HRC Blog

Cadets, Students Stand For DADT Repeal at Virginia Tech

Yesterday, the Virginia Tech and New River Valley communities came together for another leg of the Voices of Honor tour here in Virginia. The event, which was preceded by a campus flag display on Tuesday, brought out over a hundred students and local residents. Volunteers from the Virginia Tech Lesbian, Gay, Bisexual and Transgender Alliance helped install the 800 flags, which symbolized the 800+ specialists with mission-critical skills who have been discharged under Don’t Ask, Don’t Tell. With the iconic Burruss Hall looming in the background, it was a powerful visual that created a lot of buzz on campus. Virginia Tech is one of only six senior military colleges in the United States, and one of only two major universities to host a senior military college as part of a larger civilian university. The Virginia Tech Corps of Cadets are a large and integrated part of the Virginia Tech community, and many civilian and corps students intermingle and socialize. There were a number of cadets in the audience, and those that I spoke to were supportive of repeal. The Q & A portion of the event featured Cindy Mitchell, a local straight ally who served in the Army as a medic. Cindy spoke about how many of her closest friends in the Army were gay and lesbian, and how their sexuality had nothing to do with their ability to work hard and serve their country. She also spoke about the potential for anti-gay medical professionals to abuse “doctor-patient” privileges and “out” service members who are under their care.
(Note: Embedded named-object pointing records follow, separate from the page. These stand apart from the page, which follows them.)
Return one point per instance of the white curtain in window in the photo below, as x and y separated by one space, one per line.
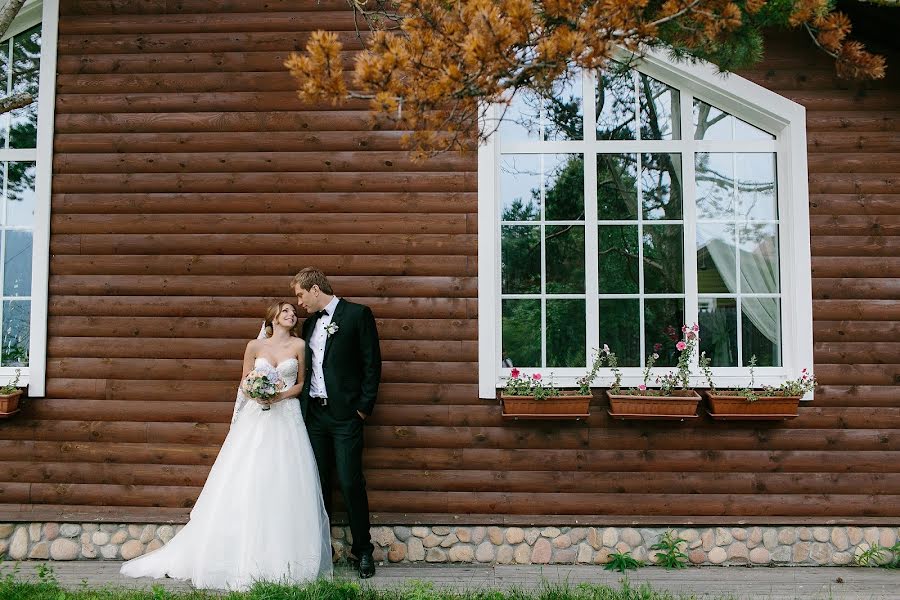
758 276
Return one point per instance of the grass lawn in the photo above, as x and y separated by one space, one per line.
47 588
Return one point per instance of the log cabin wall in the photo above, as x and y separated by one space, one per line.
190 184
Cindy, whose husband is still serving, said that in her experience few cared whether a soldier was gay or straight. She stated DADT needs to go because the existing law provides a mechanism for the few remaining homophobic commanding officers to discharge otherwise qualified service members. For more on our work here in the New River Valley – check out this, this, this, and this. I’m off to Roanoke in an hour or so. Tomorrow morning I’m meeting with about a dozen veterans and local repeal supporters for a meeting with Senator Jim Webb’s Roanoke office.